Tracks focused on cyber war, government technology policy, and organized crime have been added this year.

A "Chinese Cyber-army" presentation by the chief technology officer of Taiwan-based Armorize Technologies was yanked by the company, reportedly due to concerns it would anger Chinese officials.

"That is a shame, because they had real numbers and these guys were going to really frame the size of the problem," Moss said of the canceled presentation of data about China-backed hacking during the past decade.

"This is the environment we are all living in. We'd better have our eyes open."

DefCon is "an order of magnitude cheaper" than Black Hat and notoriously attracts the kinds of basement-dwelling computer savants portrayed as quirky geeks in Hollywood films.

DefCon's array of activities includes a lock picking village and a "capture the flag" contest to see who can break into a computer network and fend off rivals.

A "social engineering" contest will challenge contestants to prove how adept they are at telephoning people at companies and talking them into revealing information that hackers could use to crack networks.

"There is a lot of voodoo and mysticism around social engineering," Moss said. "We are trying to clarify what works and what doesn't."

DefCon talks this year target the gamut of computerized gadgets and some unusual sessions, such one about how to "hack your own body."

"We like DefCon because it is a great forum for the right people," said lock-busting expert Marc Tobias, who will show how top locks from a set of well-known companies can be popped in seconds.

"Fingerprint locks, electromagnetic locks... all these guys are winning all kinds of awards and nobody wants to admit that Egyptian locks from four hundred years ago are more secure.

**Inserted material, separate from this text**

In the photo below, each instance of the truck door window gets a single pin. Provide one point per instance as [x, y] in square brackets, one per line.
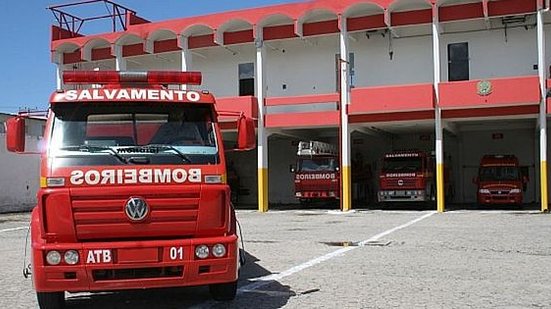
[317, 165]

Clever doesn't mean secure."

Lock picking has natural appeal in the world of hackers, since getting hold of a computer can make it easier to break into the machine.

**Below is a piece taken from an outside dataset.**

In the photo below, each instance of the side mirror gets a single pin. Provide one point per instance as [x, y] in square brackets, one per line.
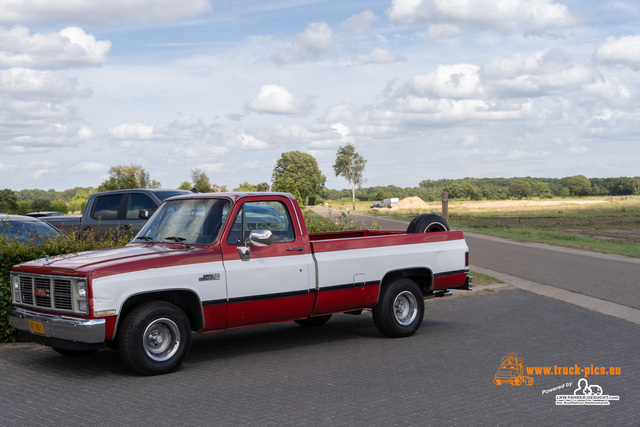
[261, 237]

Even DefCon badges keep with the theme, bearing computer circuitry that can be turned into radios, light message boards or other gadgets by hackers clever enough to bend the hardware to their wills.

So many national officials speak or recruit at DefCon that the traditional game of "Spot the Fed" has been modified so that only hackers spotting a cop with a badge and actual arrest authority can win a T-shirt.

attendance is up 35 percent this year and DefCon, which doesn't register people in advance, is expected to reflect a similar rise.